The 1970s were, for me, the reprieve from the revolution. The end of the Vietnam War. The end of the long hot summers of race riots. The rise of integration and the Bicentennial. The end of the disaster films and the beginning of Star Wars. It was, in that way of the Happy Hooker, the baby boom after the dark chaos of the dropout generation. The Me Generation brought their long hair and their bright colored bellbottom and collars into shape. Their ideas of liberated sex, drugs and rock & roll were very much like their muscle cars, powerful, dangerous and unsafe. It feels like freedom to drive 80 mph in a convertible with no shoulder belts and a steel dashboard. That’s all we had, and we dared. Anything to get away from consternation and strife.
That is the 1970s of the Schmigadoon emergent at the end of episode six. It has been shocked into recognition of the improvisation necessary to deal with the truth of complexity (about sex). It discovers that the romantic vision of an unchanging ideal village cannot work without repressive lies (about sex). It found out, as Jeff Goldblum told us in Jurassic Park, that life finds a way (about sex).

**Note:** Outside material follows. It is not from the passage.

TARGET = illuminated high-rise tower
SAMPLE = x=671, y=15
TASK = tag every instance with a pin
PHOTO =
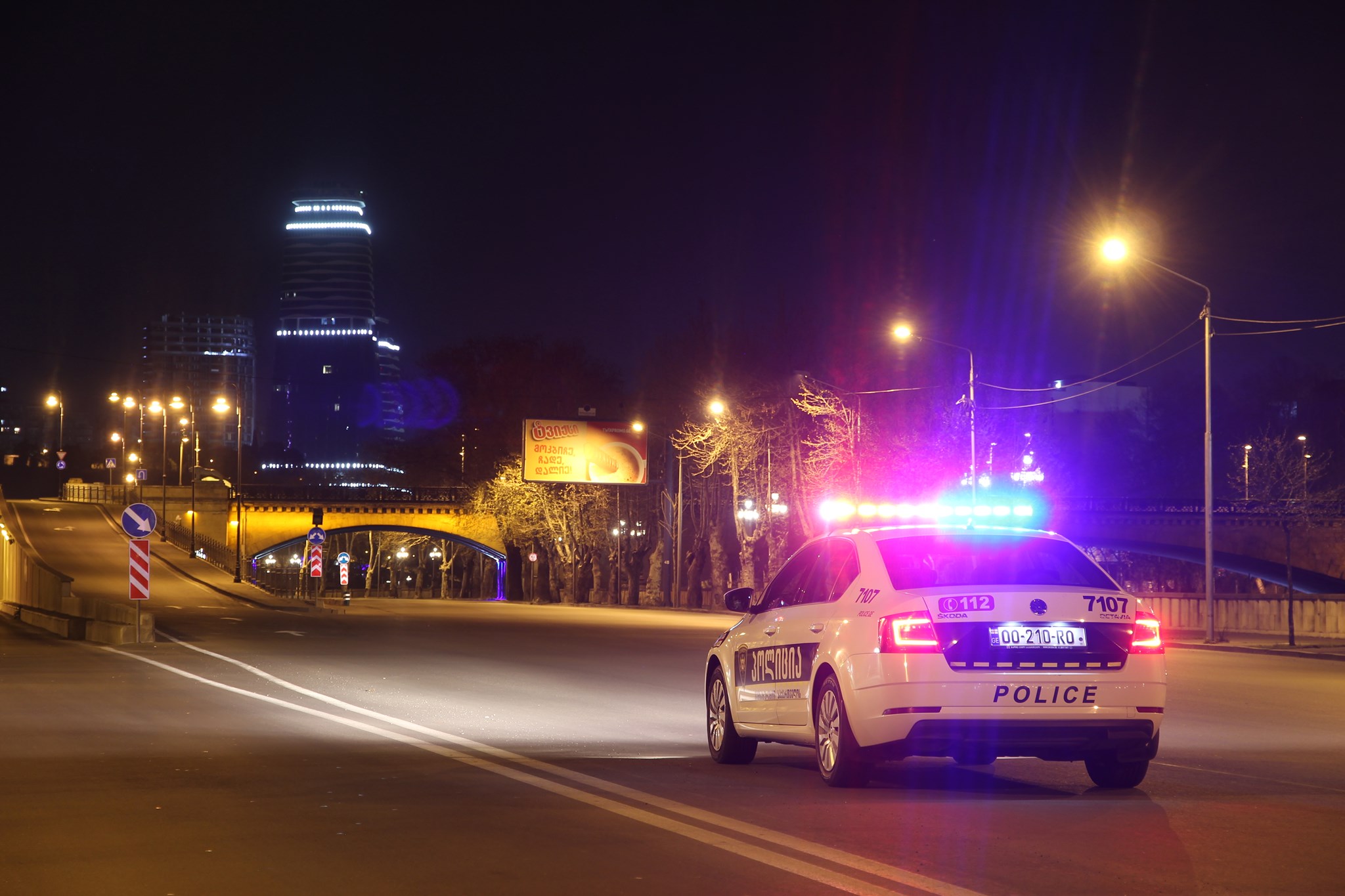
x=335, y=386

I don’t have to tell you that in all of its complexity, sex is its own reward. It is in that way like eating. But there is nothing quite so annoying as somebody who feels the need to express to you what kind food or sex they find most acceptable. Well, actually what’s more annoying are proxies of the same subjects, and Schmigadoon’s morality in the kingdom of sex is both as narrow and digestible as it gets.
It’s too bad Key and Strong couldn’t find a more interesting subject than sex to sing about. It’s not the only kind of liberation people need, but yeah it was still cute.